Deep Convolutional Networks on the Pitch Spiral for Musical Instrument Recognition

Conference paper
Vincent Lostanlen, Carmine-Emanuele Cella
Proceedings of the International Society on Music Information Retrieval (ISMIR) Conference
Publication year: 2016

Musical performance combines a wide range of pitches, nuances, and expressive techniques. Audio-based classification of musical instruments thus requires to build signal representations that are invariant to such transformations. This article investigates the construction of learned convolutional architectures for instrument recognition, given a limited amount of annotated training data. In this context, we benchmark three different weight sharing strategies for deep convolutional networks in the time-frequency domain: temporal kernels; time-frequency kernels; and a linear combination of time-frequency kernels which are one octave apart, akin to a Shepard pitch spiral. We provide an acoustical interpretation of these strategies within the source-filter framework of quasi-harmonic sounds with a fixed spectral envelope, which are archetypal of musical notes. The best classification accuracy is obtained by hybridizing all three convolutional layers into a single deep learning architecture.

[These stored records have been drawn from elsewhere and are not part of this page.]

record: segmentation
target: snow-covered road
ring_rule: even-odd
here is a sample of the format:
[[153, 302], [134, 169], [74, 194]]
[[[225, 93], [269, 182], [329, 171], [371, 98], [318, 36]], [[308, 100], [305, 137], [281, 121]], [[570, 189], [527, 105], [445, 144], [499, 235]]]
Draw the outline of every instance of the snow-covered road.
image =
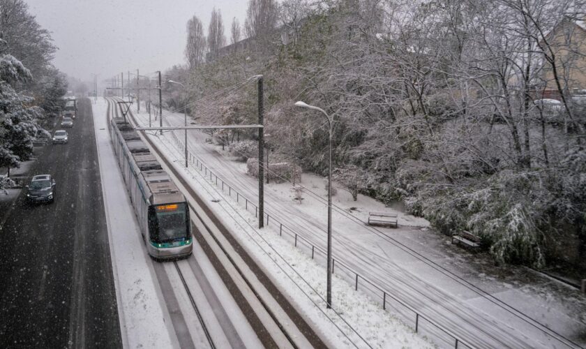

Wavelet Scattering on the Pitch Spiral

Conference paper
Vincent Lostanlen, Stéphane Mallat
Proceedings of the International Conference on Digital Audio Effects (DAFx)
Publication year: 2015

We present a new representation of harmonic sounds that linearizes the dynamics of pitch and spectral envelope, while remaining stable to deformations in the timefrequency plane. It is an instance of the scattering transform, a generic operator which cascades wavelet convolutions and modulus nonlinearities. It is derived from the pitch spiral, in that convolutions are successively performed in time, log-frequency, and octave index. We give a closed-form approximation of spiral scattering coefficients for a nonstationary generalization of the harmonic sourcefilter model.